Em 26 de maio, Hernán Melino, assessor de Daniel Martínez, prefeito de Montevidéu, queixou-se ao diretor de jornalismo do jornal El País, Martín Aguirre, pelo tratamento que o jornal confere às matérias relacionadas à prefeitura. Disse não concordar com a maneira como foi tratada a possível alienação de um parque da cidade onde fica situado o campo do Clube Atlético Fénix da Primeira Divisão de Futebol nem com a matéria que tratava do déficit municipal (de cerca de 100 milhões de dólares). Criticou especificamente o trabalho de vários jornalistas do jornal matutino e deu sugestões sobre formas de abordar algumas notícias.
Em 3 de agosto, a presidente da Administração dos Serviços de Saúde do Estado (ASSE), Susana Muñiz, moveu ação contra o jornalista do El
Observador, Gabriel Pereyra, devido à coluna de opinião "¡Hola Susana!, nem os urubus se salvam nos seus hospitais", em que foram denunciadas várias irregularidades. A audiência foi realizada em 15 de agosto. Pereyra disse que não teve intenção de difamar. "Exceptio veritatis" e real malícia não foram mencionadas.

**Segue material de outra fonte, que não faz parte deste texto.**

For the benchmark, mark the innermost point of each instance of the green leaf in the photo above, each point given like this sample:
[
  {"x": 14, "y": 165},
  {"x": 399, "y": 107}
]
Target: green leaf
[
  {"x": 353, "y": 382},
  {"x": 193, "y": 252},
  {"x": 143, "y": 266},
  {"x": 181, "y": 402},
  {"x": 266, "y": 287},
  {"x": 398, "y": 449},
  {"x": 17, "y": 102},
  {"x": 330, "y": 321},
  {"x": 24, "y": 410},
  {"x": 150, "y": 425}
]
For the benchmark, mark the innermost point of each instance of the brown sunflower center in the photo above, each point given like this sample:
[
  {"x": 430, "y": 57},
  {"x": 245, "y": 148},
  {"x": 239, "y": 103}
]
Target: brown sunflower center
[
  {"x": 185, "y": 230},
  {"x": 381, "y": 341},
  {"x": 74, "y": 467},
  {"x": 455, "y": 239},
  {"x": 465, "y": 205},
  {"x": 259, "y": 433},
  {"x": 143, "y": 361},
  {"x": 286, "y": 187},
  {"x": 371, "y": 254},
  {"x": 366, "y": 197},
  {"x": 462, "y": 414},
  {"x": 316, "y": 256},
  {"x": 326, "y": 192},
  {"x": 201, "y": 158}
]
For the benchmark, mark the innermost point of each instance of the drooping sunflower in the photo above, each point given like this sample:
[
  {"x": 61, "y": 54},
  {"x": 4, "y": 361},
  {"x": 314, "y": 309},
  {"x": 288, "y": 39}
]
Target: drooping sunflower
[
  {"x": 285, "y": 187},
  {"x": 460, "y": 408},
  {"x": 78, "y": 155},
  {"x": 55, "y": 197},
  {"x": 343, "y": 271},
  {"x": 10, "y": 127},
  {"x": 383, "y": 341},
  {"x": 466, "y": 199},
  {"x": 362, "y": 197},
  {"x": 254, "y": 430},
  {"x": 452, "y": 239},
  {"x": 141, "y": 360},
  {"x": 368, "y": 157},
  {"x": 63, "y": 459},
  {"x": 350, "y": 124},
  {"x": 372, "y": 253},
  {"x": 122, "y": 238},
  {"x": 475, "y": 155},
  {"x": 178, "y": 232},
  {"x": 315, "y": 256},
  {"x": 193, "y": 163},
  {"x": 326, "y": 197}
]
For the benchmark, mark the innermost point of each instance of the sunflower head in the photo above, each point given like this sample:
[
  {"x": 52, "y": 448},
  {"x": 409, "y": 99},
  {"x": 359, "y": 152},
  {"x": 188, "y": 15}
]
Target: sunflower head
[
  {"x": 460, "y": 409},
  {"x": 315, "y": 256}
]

Em 15 de agosto, o jornal El País foi notificado de uma ação por difamação e injúria movida por José Coya, ex-presidente e sucessor de Raúl Sendic à frente da Ancap. A ação foi movida contra o jornalista Daniel Isgleas e está relacionada a uma matéria intitulada "Coya aprovou uma obra de US$ 64 milhões sem passar pela direção", e contra o jornal El País pelo editorial "O despenhadeiro sem fim". Washington Beltrán, diretor do jornal e autor do editorial, assumiu a autoria. Tanto a matéria quanto o editorial baseiam-se em declarações do deputado Pablo Abdala, que ratificou suas declarações no tribunal. Resta ainda uma segunda audiência para ouvir as partes.
Em 7 de setembro, a juíza de Cerro Largo, Mariela Tejera, condenou o canal 12 de Melo (Cerro Largo) a pagar uma multa de US$ 350.000 por uma violação do direito à privacidade de dois menores de idade que foram entrevistados em uma matéria divulgada um ano atrás. Trata-se do valor máximo previsto pela Lei de Serviços de Comunicação Audiovisual no seu artigo 182 (10.000 unidades reajustáveis). O caso chegou à juíza Tejera devido a uma denúncia feita pela INAU, por entender que o meio de comunicação violou as disposições do artigo 31 da referida lei, que se refere ao direito à privacidade de crianças e adolescentes. O fato ocorreu em 3 de outubro de 2016. Com o título "Homem acusado pela esposa de abusar sexualmente de seu filho presta depoimento", o canal divulgou uma entrevista com a mãe e seu filho, suposta
vítima de abuso sexual. A matéria foi realizada na porta do tribunal a pedido da mãe, que havia chamado o canal e pedido que seu filho desse declarações.
A entrevista foi editada: os rostos do menino de 12 anos e de sua irmã de nove anos foram borrados (não pixelados) e foram fornecidos endereços falsos. Moveu-se recurso contra a sentença.
Se for aplicada, essa multa alta pode significar o fechamento do jornal.